Here is my simple python code for fetching the data if anyone is intrested:
Code:
import requests
from datetime import datetime

now = datetime.now()
last_time = (now - now.replace(hour=0, minute=0, second=0, microsecond=0)).total_seconds()
daily_production = 0

def GetData():
    r = requests.get('http://192.168.1.104/api/meters/aggregates', verify=False)
    responce = r.json()
    generation = responce["solar"]['instant_power']
    usage = responce["load"]['instant_power']

    r = requests.get('http://192.168.1.104/api/system_status/soe', verify=False)
    responce = r.json()
    battery = responce['percentage']
        
    now = datetime.now()
    seconds_since_midnight = (now - now.replace(hour=0, minute=0, second=0, microsecond=0)).total_seconds()
    
    global last_time
    global daily_production
    daily_production
    elapsed = seconds_since_midnight - last_time
    if(elapsed > 0):
        daily_production += generation * (float(elapsed)/3600.0)
    else:
        daily_production = -0
    last_time = seconds_since_midnight
    
    return generation, usage, daily_production, battery

#[gen, usage, prod, battery] = GetData()
#print('{:.1f} {:.1f} {:}%'.format(generated/1000, usage/1000, int(battery)))
 

sorka

Well-Known Member
Feb 28, 2015
7,622
5,653
Merced, CA
What params for getting hourly home usage (the blue house on the app)?
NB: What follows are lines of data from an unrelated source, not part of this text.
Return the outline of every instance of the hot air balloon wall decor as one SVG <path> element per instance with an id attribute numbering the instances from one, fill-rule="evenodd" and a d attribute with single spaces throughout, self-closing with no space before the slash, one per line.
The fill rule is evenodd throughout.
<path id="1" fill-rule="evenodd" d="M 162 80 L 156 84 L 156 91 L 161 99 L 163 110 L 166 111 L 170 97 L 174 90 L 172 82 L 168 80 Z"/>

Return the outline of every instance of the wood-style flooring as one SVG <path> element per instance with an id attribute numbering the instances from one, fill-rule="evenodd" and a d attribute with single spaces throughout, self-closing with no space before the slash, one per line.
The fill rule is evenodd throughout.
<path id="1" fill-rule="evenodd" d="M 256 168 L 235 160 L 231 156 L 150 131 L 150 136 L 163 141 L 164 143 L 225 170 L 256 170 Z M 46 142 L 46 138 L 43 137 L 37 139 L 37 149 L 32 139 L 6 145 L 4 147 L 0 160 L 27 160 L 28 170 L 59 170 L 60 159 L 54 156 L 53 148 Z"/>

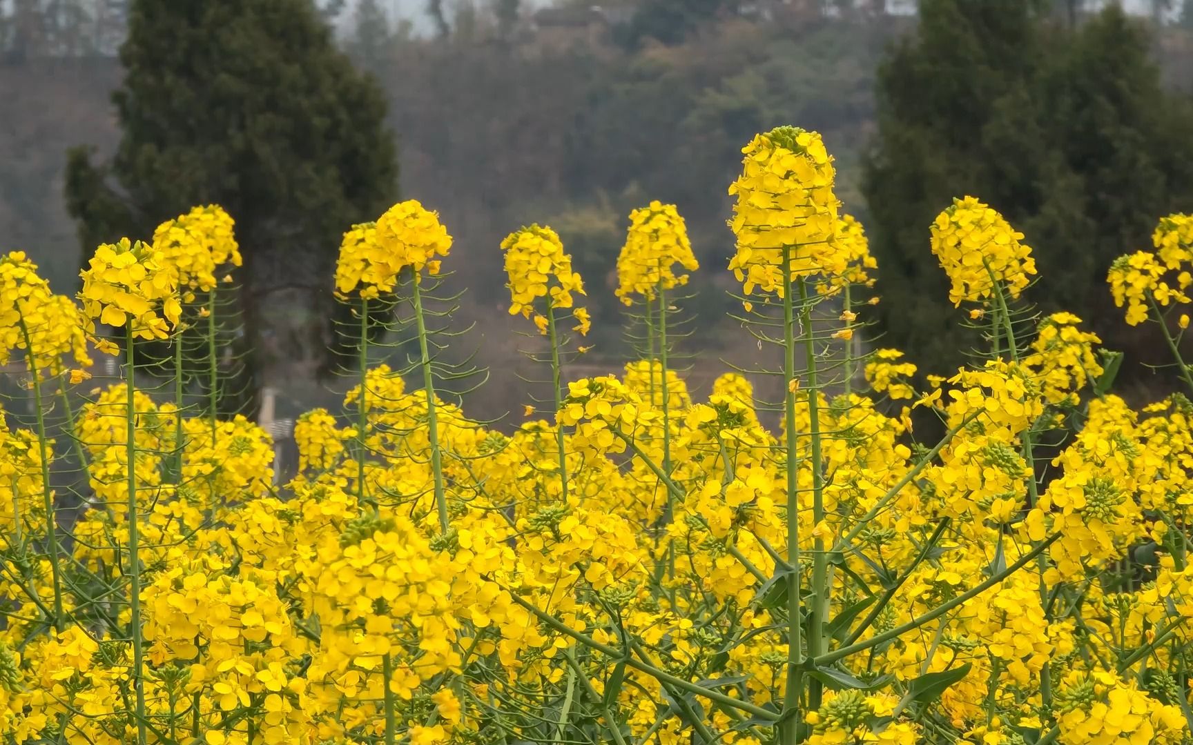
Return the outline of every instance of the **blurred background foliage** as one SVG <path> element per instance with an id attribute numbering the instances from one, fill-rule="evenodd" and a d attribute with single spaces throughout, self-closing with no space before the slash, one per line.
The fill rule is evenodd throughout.
<path id="1" fill-rule="evenodd" d="M 1031 300 L 1090 316 L 1111 346 L 1133 354 L 1136 380 L 1146 387 L 1139 364 L 1154 343 L 1118 330 L 1102 280 L 1114 256 L 1150 243 L 1158 215 L 1193 210 L 1193 12 L 1180 0 L 1118 5 L 0 0 L 0 248 L 30 252 L 56 290 L 72 291 L 95 240 L 118 237 L 106 236 L 118 228 L 98 224 L 97 213 L 140 205 L 143 213 L 130 224 L 142 229 L 178 212 L 174 201 L 218 199 L 248 230 L 292 212 L 293 204 L 283 209 L 259 194 L 237 194 L 248 181 L 236 170 L 253 167 L 243 153 L 254 150 L 237 153 L 229 142 L 220 151 L 221 134 L 252 114 L 228 100 L 218 110 L 204 104 L 204 75 L 243 81 L 245 97 L 276 95 L 288 117 L 326 118 L 356 105 L 346 120 L 359 114 L 367 131 L 315 128 L 321 139 L 303 151 L 303 163 L 317 173 L 328 163 L 321 150 L 361 148 L 376 162 L 333 166 L 339 181 L 322 211 L 317 194 L 305 194 L 310 201 L 299 206 L 317 212 L 309 216 L 317 230 L 297 231 L 302 241 L 256 246 L 247 231 L 243 250 L 282 273 L 271 281 L 286 285 L 292 267 L 291 284 L 304 285 L 334 256 L 328 221 L 347 229 L 366 219 L 383 192 L 438 210 L 456 238 L 451 281 L 469 288 L 457 323 L 476 324 L 469 339 L 493 371 L 490 385 L 470 402 L 474 416 L 486 418 L 519 409 L 530 389 L 506 341 L 497 244 L 531 222 L 560 231 L 588 284 L 594 349 L 583 365 L 613 370 L 626 352 L 610 286 L 625 216 L 650 199 L 675 203 L 703 263 L 685 305 L 696 318 L 693 348 L 707 350 L 693 364 L 750 364 L 753 340 L 724 317 L 735 305 L 724 292 L 733 250 L 725 190 L 741 147 L 758 131 L 792 123 L 823 134 L 837 159 L 845 211 L 867 226 L 880 262 L 878 344 L 907 348 L 925 372 L 947 372 L 963 360 L 969 340 L 956 331 L 958 311 L 928 252 L 927 225 L 951 197 L 973 193 L 1036 249 L 1041 279 Z M 186 13 L 202 6 L 221 29 L 276 24 L 290 14 L 299 41 L 319 36 L 311 23 L 329 30 L 326 45 L 242 44 L 243 58 L 225 69 L 218 55 L 209 70 L 178 62 L 173 74 L 183 82 L 174 85 L 193 86 L 196 95 L 190 108 L 171 99 L 171 116 L 188 118 L 194 131 L 208 128 L 211 163 L 228 173 L 215 190 L 210 174 L 159 180 L 157 191 L 174 187 L 168 205 L 130 188 L 136 181 L 122 178 L 122 169 L 144 161 L 122 163 L 122 153 L 140 143 L 143 153 L 168 160 L 165 151 L 193 143 L 146 145 L 146 122 L 156 108 L 143 111 L 135 126 L 112 98 L 135 86 L 138 61 L 169 54 L 147 46 L 163 31 L 129 36 L 130 18 L 150 6 L 168 8 L 154 17 L 160 29 L 194 26 L 199 21 Z M 193 39 L 194 32 L 180 33 Z M 246 27 L 241 36 L 271 33 L 279 36 L 272 26 Z M 342 70 L 341 58 L 363 77 Z M 288 77 L 262 77 L 271 66 L 334 73 L 279 93 L 271 81 Z M 354 100 L 363 103 L 336 99 L 334 91 L 345 86 L 359 88 Z M 371 110 L 373 97 L 388 106 L 384 123 L 359 111 Z M 70 169 L 76 222 L 64 194 L 67 154 L 80 145 L 88 148 L 89 169 Z M 397 188 L 389 191 L 397 173 Z M 84 193 L 103 198 L 84 210 L 75 199 Z M 309 293 L 274 293 L 255 312 L 260 375 L 304 408 L 326 364 L 329 290 L 315 292 L 315 302 Z"/>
Looks like it would be the sum of
consumer_energy_imported_from_grid +
consumer_energy_imported_from_solar +
consumer_energy_imported_from_battery ?

Just need to figure out how to get hourly increments and how far back I can go.
 

sorka

Well-Known Member
Feb 28, 2015
7,622
5,653
Merced, CA
If I use kind=power, then I get something like this every 5 minutes since midnight regardless of "period".

{

"solar_power" : 2854.55555555556,

"grid_services_power" : 0,

"timestamp" : "2021-01-22T12:20:00-08:00",

"generator_power" : 0,

"grid_power" : 1053.03222223123,

"battery_power" : -2827.22222222222

}

Can I assume the sum of these would be the home usage for that 5 minute period?
 

sorka

Well-Known Member
Feb 28, 2015
7,622
5,653
Merced, CA
Seems like calendar_history does the trick if you use end_date. start_date is ignored so you can't do ranges of days in a single call with what I can figure out so far. I'm sure there's a way.

The end_date gives you 5 minute increments from midnight of the same time you enter up to that time of day so if you use say 4pm, you'll get the usage from midnight to 4 pm. It returns times in your current timezone but requires using UTC time in the query.

So to get a full days worth of data for any calendar day:

curl --request GET --header 'Authorization: Bearer <insert token here> 'https://owner-api.teslamotors.com/api/1/energy_sites/<site id here>/calendar_history?kind=power&end_date=2020-12-17T07%3A59%3A59.999Z'

I'd rather get it in 1 hour increments so I don't have to do my own integration since I just want home usage (blue house icon) usage by time so I can make a dashboard that will show me how much it would have cost without solar or timeshifting with my PWs.
 

woferry

Member
Mar 4, 2019
397
468
San Jose, CA
One thing I'll note is that the time specified does matter. In my testing I've found that even with very old dates, asking for 00:59:00 vs: 00:59:59.999 will give you different answers for that final 5 minute interval. It seems like Tesla never consolidates the data, and has like every reading the Gateway ever sent to them, which has to be a pretty impressive database I think.